John Pike, director of GlobalSecurity.org, told Seeker that the size of the missile interceptors had decreased dramatically over the last decade.

“Ten years ago, we had a single kill vehicle on a single interceptor. Kill vehicles today are the size of a toaster… This MOKV program is the latest iteration.”

Raytheon has plans to display its candidate in a concept review this month. The defense contractor’s idea consists of placing a payload of multiple MOKVs onto a single missile launch. Each MOKV would be independently outfitted with sensors, a steering and propulsion system, and communications equipment, allowing the small weapons to stalk an individual target and hit it. The transfer of kinetic force alone will destroy the targeted object, effectively “killing” the target while in space. According to Pike, the MOKV will strike at such a trajectory as to send the resulting missile debris into the Earth’s atmosphere, where it will burn up on its re-entry.

As noted, such a defense system is comprised of more kill vehicles than anything designed in the past, making said system a far more efficient defensive — and protective — armament than its grandfather, the Strategic Defense Initiative (SDI). A product of the Ronald Reagan administration, SDI, or “Star Wars” as the media mockingly referred to the then as yet unfeasible anti-ballistic missile defense system, was to be the first line of defense against first-strike antagonists with Multiple Independently Targetable Re-entry Vehicles (MIRVs). Bill Clinton’s administration inherited the “Star Wars” initiative and renamed it the Ballistic Missile Defense Organization in 1993. In 2002, with George W. Bush in the White House, the initiative was bestowed with its current moniker, the Missile Defense Agency.

The Missile Defense Agency has commissioned a system to be built that will deploy a number of assets to strike multiple targets, delivered by a single launch. [Image by honglouwawa/Shutterstock]

And as unfeasible as the “Star Wars” initiative may have been in 1984, advances in technology over the intervening years — computers, miniaturization, propulsion, weaponry — has provided the military with the capabilities it lacked three decades ago.

During the same period, countries like China, Russia, and even Iran have developed far more sophisticated MIRVs, according to the Sun. These vehicles, each with the capability of carrying multiple nuclear warheads, have been confirmed to exist.

The planned MOKV (Multiple-Object Kill Vehicle) is the planned defensive counter to potential antagonists’ MIRV (Multiple Independently targetable Reentry Vehicle) missiles. [Image by ID1974/Shutterstock]

“Both China and Russia possess the MIRV capability for their ballistic missiles,” independent consultant Debalina Ghoshal wrote in a report for the Federation of American Scientists in June. “In 2014, reports confirmed that Iran too had developed Multiple Re-entry Vehicles (MRVs) for their ballistic missiles.
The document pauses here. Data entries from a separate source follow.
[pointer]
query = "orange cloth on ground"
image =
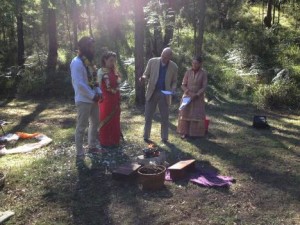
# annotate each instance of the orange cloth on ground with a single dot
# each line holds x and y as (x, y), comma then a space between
(23, 135)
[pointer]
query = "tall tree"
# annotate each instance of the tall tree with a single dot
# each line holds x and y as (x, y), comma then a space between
(139, 50)
(20, 32)
(201, 24)
(52, 39)
(169, 23)
(268, 18)
(75, 20)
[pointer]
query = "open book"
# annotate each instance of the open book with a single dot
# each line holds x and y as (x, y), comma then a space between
(185, 102)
Cold War literature suggests that MIRVs are first strike weapons and could be strategically destabilizing. The United States realizes these threats and is working towards a robust missile defense system.”
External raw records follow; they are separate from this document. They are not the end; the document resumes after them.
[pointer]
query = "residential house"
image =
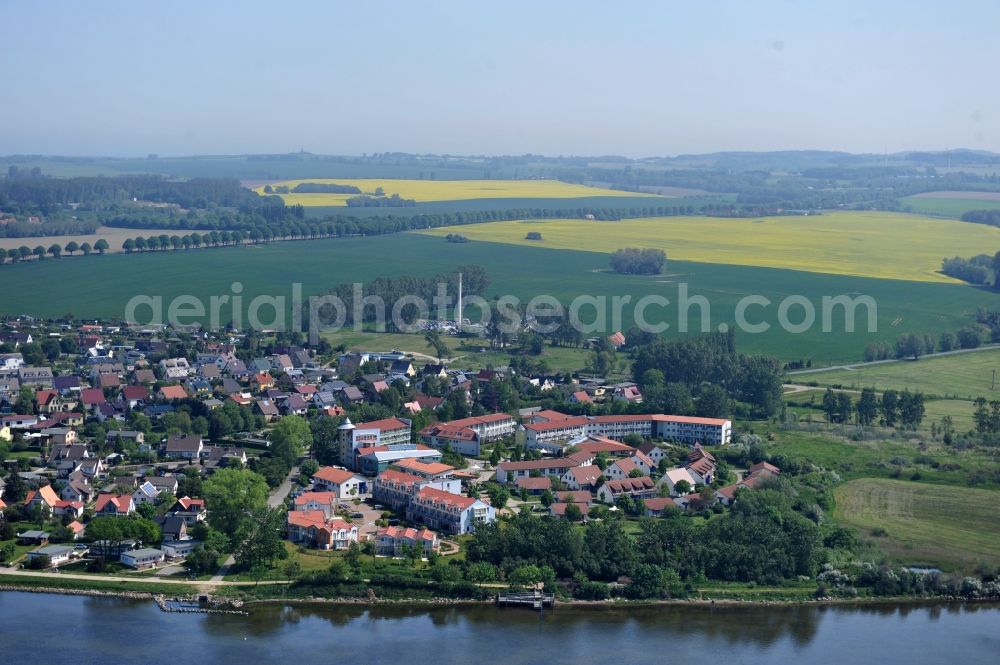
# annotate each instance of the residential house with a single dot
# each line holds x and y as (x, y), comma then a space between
(175, 369)
(447, 512)
(385, 432)
(56, 555)
(184, 447)
(170, 393)
(509, 472)
(395, 541)
(466, 435)
(314, 528)
(192, 510)
(145, 493)
(637, 488)
(44, 497)
(36, 377)
(142, 559)
(674, 476)
(312, 501)
(341, 482)
(582, 477)
(112, 504)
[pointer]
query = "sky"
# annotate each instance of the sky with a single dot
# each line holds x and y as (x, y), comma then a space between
(545, 77)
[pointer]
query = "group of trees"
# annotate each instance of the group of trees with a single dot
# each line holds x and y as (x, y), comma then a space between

As warfare extends its domain into space, the components of its actualization are preceding it. Foremost among such components, of course, are satellites, which can be disguised as telecommunications and weather craft (and actually perform those functions while they await a perceived threat). As CNN revealed in its latest special report, “War In Space: The Next Battlefield,” China, Russia, and the United States are all working on gaining military advantage of near space. The Inquisitr reported that all actors in what amounts to a new arms race in space have entered the arena with the hollow protestations of either practical applications of their new space assets or spun the weapons as being purely defensive.

The MOKV now becomes part of the expanding list of weapons to be potentially used in space. When deployed, Ronald Reagan’s grand vision of an actual space-based defensive anti-ballistic missile system to safeguard the U.S., albeit the grandson to SDI (“Star Wars”), will finally be realized.